In the luxury of the cabin Keith said diffidently, “I think I’ll have to get something lighter to wear — tropical clothes of some kind. This suit’s too hot altogether, and I can’t go round this ship in a pair of bathing trunks, like I did with Jack Donelly.”
“Lots of them do that,” remarked Captain Petersen. “You’d be surprised. Middle-aged women, too, in not much more.” He glanced at the blue suit. “That suit will be fine for Tacoma in the winter, and we’ll probably be there before long. Clothes are a problem on this kind of trip.” He opened the door of a big wardrobe. “Say, Mr. Ferris, he leaves quite a bit of stuff on board, and you’re much the same build. I’d pull out some of these suits, see if they will fit you before buying anything. It’s not worth it, just for a few days.”
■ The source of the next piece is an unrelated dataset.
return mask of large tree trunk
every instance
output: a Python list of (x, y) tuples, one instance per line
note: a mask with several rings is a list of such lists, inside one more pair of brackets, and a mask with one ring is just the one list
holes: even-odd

Keith glanced at the array of gleaming Dacron and silk tropical suits, the white neckties, the white shoes. “Are you sure that will be all right?” he asked.
The captain nodded. “Sure. I’ll get everything washed and cleaned before he comes again. He’d want you to have the use of the things, and there’s no sense in buying anything.”
He left Keith in the cabin. He had a very welcome shower, his first for a month, and dressed in the soft linen and the light hot-weather grey suit of a wealthy American. He went out a little self-consciously and up into the deck lounge, where he ran into the thirty year old red-headed woman that he knew as Mrs. Efstathios. She got up to welcome him.